1. MediaPost: U.S. CMOs Prioritize Innovation
“Advertisers are not seeking innovation for innovation’s sake, but rather innovation that drives ROI, says Jon Kovalcik, executive vice president, Dentsu Aegis Network, global business lead for General Motors’ Maven.”
With the transparency afforded by digital, CMOs are empowered to quantify the value of every campaign they run. Marketing strategies that previously relied heavily on instinctual creativity (think: Don Draper) can now be data-driven, ensuring every marketing effort has direct value on a business’ bottom line. The result is marketing, and the CMO role in particular, is becoming a transformative part of brands’ business growth.
“In turn, YouTube, Netflix, Amazon and Hulu viewership have increased, thanks to demand for original programming across multiple services. . . Meanwhile, 186.7 million U.S. adults will watch pay TV (cable, satellite or telco) this year, down 4 percent from 2017. That’s slightly higher than the previous 3.4 percent dip the year before.”
In an effort to keep up with the cord-cutting audiences, many traditional pay TV companies partnered with the likes of Netflix and Hulu. By providing discounted bundles with internet TV platforms, companies like Comcast hoped to keep (and even grow) their subscriber base. Yet, here we are, and while the cord-cutting audience continues to grow, the traditional television audience continues to decline.
3. South China Morning Post: True dominance of China's Baidu, Alibaba and Tencent revealed – and how their influence extends worldwide
“Even with an internet penetration of only 55 per cent, the sheer scale of China’s internet population means that the number of smartphone users in the country is three times bigger than that of the US, and the number of mobile payment users 11 times larger.”

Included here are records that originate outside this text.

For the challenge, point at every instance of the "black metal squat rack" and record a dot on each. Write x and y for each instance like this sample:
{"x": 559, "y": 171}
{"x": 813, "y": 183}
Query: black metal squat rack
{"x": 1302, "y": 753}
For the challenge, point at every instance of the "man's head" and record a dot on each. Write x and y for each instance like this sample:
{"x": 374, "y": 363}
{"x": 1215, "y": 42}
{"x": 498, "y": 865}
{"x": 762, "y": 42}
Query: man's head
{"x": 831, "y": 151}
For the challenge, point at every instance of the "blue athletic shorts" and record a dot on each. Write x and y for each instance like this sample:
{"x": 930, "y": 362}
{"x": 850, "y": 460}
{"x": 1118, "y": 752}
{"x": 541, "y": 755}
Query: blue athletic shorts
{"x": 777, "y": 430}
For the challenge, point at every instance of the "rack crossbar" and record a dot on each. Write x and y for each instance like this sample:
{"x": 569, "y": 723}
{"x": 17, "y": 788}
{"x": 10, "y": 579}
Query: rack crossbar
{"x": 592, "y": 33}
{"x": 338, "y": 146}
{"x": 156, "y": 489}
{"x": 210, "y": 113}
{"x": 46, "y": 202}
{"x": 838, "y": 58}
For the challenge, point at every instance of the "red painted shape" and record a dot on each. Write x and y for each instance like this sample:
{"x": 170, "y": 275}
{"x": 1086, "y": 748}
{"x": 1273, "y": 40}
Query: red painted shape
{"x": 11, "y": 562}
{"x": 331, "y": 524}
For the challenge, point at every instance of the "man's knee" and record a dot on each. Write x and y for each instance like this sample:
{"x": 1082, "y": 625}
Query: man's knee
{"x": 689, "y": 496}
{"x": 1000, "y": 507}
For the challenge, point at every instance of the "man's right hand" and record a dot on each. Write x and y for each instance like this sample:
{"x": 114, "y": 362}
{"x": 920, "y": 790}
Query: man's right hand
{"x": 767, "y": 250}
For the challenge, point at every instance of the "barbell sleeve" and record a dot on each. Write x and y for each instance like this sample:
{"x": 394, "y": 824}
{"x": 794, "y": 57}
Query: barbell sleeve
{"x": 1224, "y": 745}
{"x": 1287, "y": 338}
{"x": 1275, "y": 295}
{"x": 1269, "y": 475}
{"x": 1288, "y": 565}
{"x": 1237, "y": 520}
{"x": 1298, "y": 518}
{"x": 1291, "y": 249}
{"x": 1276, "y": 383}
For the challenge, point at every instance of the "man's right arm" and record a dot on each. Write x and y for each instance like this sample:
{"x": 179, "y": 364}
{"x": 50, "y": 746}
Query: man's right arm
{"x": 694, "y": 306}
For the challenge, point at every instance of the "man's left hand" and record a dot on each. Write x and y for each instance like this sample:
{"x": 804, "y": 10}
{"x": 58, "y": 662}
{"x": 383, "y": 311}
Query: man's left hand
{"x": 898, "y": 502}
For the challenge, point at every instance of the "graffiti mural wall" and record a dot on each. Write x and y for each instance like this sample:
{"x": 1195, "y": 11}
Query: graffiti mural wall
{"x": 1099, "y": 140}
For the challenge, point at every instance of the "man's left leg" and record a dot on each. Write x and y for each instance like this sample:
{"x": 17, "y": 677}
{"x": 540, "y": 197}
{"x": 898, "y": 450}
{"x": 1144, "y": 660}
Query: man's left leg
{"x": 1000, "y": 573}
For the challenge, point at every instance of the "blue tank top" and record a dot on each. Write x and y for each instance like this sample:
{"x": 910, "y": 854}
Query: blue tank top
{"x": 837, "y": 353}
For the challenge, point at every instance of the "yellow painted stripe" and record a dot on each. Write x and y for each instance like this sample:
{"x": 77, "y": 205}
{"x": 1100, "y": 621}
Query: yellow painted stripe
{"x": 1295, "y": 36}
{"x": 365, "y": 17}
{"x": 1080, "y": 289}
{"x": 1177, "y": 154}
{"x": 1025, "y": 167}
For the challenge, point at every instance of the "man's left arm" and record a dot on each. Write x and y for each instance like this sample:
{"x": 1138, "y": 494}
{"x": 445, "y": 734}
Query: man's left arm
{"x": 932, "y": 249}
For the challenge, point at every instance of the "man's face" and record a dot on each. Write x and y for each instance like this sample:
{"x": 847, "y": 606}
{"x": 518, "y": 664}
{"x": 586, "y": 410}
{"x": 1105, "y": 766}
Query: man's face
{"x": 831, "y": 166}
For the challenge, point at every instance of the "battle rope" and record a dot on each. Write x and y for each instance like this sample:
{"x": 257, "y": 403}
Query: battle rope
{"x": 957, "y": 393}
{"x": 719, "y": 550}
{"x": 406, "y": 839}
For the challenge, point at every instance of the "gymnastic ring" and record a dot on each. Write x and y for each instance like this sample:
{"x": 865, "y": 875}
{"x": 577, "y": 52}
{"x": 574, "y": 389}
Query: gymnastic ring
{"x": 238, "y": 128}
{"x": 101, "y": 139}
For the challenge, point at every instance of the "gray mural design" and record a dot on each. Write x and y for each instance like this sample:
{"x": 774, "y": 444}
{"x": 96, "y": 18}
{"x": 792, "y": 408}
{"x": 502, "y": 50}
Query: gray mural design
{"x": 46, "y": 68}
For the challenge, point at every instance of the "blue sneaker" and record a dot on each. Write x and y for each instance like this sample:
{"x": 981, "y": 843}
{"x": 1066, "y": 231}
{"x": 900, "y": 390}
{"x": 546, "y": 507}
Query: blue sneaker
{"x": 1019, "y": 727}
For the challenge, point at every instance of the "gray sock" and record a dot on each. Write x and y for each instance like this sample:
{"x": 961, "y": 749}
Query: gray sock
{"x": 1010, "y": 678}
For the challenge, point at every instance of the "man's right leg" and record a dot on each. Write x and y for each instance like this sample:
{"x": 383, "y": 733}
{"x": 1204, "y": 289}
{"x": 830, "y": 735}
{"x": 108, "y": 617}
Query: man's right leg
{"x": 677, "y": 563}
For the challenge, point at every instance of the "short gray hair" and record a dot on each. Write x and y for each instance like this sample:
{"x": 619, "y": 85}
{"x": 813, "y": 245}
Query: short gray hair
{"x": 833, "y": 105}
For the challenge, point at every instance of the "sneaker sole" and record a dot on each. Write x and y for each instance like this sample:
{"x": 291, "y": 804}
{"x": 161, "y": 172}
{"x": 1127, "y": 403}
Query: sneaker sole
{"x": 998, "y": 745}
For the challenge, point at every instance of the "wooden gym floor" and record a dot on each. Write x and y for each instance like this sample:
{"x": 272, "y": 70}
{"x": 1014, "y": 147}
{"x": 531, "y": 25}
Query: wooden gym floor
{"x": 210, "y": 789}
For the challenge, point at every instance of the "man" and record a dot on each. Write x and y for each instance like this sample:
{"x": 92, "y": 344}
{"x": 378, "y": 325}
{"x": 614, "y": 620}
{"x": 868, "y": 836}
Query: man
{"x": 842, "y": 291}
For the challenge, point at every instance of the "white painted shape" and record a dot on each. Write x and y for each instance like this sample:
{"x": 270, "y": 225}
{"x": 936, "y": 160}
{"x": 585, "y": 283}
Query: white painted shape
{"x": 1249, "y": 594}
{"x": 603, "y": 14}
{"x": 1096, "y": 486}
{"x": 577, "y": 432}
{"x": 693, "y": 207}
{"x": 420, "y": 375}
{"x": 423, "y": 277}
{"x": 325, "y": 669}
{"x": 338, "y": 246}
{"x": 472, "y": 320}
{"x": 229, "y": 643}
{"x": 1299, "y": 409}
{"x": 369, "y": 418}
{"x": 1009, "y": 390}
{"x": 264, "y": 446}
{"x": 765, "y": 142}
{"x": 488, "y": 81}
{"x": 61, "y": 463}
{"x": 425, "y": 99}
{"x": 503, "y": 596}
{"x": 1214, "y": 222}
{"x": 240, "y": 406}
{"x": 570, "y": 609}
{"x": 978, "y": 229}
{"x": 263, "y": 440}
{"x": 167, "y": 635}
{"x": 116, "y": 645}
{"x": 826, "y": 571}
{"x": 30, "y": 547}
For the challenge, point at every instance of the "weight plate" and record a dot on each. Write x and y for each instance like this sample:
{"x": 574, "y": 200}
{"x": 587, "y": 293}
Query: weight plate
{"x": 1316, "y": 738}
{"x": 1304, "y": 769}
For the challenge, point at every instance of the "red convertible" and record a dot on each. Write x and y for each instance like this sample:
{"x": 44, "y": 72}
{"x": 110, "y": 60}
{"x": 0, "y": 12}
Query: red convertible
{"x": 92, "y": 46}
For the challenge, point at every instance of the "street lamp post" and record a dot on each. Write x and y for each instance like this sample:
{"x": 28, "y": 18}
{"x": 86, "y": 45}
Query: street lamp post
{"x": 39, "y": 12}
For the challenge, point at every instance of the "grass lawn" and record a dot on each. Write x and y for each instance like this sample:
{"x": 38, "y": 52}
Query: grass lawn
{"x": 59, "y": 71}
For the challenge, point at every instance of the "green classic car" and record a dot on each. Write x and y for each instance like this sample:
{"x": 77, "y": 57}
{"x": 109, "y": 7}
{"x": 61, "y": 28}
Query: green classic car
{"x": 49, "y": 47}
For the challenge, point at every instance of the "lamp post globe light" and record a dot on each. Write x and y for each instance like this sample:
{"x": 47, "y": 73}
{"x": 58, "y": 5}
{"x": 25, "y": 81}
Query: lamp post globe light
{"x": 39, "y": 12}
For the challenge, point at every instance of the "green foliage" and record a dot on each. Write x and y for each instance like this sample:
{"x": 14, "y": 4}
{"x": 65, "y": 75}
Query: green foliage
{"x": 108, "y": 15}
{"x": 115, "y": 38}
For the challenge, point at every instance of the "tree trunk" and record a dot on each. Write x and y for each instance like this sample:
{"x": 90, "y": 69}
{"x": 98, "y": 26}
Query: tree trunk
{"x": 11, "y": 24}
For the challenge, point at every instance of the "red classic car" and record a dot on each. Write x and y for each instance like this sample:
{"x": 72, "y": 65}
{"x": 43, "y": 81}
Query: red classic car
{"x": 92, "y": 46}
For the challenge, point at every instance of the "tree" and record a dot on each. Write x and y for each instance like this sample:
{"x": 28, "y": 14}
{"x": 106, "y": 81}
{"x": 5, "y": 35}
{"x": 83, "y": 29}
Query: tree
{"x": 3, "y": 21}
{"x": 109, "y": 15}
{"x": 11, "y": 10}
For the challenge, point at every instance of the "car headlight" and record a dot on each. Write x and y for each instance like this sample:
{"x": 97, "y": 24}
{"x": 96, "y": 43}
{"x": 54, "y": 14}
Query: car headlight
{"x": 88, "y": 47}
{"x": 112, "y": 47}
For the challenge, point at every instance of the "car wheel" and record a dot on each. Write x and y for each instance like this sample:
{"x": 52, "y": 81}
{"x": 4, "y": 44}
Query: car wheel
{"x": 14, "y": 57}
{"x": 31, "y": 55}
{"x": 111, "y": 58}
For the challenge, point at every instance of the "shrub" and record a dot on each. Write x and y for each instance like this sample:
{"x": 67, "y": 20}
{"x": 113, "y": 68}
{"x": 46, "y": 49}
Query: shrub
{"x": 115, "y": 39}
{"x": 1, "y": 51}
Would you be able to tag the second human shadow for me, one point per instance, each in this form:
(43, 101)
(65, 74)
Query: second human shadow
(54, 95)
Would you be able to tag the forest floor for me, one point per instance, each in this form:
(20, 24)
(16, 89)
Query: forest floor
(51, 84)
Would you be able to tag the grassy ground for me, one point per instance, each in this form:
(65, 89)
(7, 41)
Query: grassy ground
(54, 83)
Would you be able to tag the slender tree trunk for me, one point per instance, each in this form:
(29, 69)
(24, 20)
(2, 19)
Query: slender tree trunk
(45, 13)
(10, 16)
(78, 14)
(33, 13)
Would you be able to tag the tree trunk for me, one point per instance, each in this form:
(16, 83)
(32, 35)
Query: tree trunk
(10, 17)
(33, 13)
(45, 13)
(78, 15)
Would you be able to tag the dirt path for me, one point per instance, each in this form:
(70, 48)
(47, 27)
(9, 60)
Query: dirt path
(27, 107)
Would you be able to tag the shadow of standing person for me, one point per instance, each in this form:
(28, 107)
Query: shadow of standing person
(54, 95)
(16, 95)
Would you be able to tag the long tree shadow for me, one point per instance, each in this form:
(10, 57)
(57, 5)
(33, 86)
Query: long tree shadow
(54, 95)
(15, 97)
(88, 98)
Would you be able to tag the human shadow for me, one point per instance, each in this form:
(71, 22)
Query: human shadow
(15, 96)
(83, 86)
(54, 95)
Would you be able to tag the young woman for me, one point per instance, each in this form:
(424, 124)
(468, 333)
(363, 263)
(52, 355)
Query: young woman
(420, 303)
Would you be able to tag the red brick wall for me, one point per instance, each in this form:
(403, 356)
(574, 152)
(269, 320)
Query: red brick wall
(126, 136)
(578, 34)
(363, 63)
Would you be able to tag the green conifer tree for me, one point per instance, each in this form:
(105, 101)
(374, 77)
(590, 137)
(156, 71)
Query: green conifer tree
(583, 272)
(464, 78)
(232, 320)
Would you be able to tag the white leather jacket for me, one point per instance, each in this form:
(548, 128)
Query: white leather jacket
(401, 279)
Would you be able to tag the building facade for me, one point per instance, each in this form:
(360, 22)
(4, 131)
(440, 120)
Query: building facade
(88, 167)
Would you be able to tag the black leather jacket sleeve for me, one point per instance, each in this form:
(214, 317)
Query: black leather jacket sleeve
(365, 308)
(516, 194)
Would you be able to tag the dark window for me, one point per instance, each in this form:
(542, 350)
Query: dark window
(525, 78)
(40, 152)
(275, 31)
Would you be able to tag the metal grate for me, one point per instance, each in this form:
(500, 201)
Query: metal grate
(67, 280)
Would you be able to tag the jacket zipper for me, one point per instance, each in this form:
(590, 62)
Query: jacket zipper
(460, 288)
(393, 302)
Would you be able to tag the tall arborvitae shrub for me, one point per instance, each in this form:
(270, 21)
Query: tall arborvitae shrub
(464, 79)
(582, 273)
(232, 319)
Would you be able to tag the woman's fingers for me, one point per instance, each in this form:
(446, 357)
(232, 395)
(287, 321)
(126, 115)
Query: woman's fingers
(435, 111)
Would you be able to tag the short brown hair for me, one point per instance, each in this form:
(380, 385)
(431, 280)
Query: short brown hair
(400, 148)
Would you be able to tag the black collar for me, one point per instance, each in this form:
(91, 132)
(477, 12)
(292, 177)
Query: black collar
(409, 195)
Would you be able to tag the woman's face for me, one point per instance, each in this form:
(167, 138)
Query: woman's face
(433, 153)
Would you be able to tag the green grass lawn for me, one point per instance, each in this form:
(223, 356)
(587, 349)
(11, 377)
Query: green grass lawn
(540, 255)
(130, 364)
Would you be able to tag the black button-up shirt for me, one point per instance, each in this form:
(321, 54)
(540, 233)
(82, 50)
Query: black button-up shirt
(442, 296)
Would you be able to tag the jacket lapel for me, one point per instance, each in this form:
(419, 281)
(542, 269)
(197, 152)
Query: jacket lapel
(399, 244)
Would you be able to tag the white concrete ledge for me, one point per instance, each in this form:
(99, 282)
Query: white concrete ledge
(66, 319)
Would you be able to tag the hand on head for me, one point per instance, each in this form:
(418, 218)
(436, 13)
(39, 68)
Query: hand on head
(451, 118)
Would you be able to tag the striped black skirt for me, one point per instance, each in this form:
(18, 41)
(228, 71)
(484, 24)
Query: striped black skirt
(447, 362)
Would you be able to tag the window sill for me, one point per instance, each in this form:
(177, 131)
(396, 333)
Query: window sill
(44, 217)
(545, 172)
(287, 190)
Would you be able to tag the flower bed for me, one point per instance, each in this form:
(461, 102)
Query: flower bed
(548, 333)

It’s important that marketers around the world consider the potential of audiences in China. The scale of the internet-connected audience pool coupled with the dependence on all things mobile in China gives marketers easy access to this audience. Considering the fact that consumers in China spent over $105 billion on overseas products in 2017, the growing value of reaching these audiences has never been clearer, especially with Single’s Day around the corner.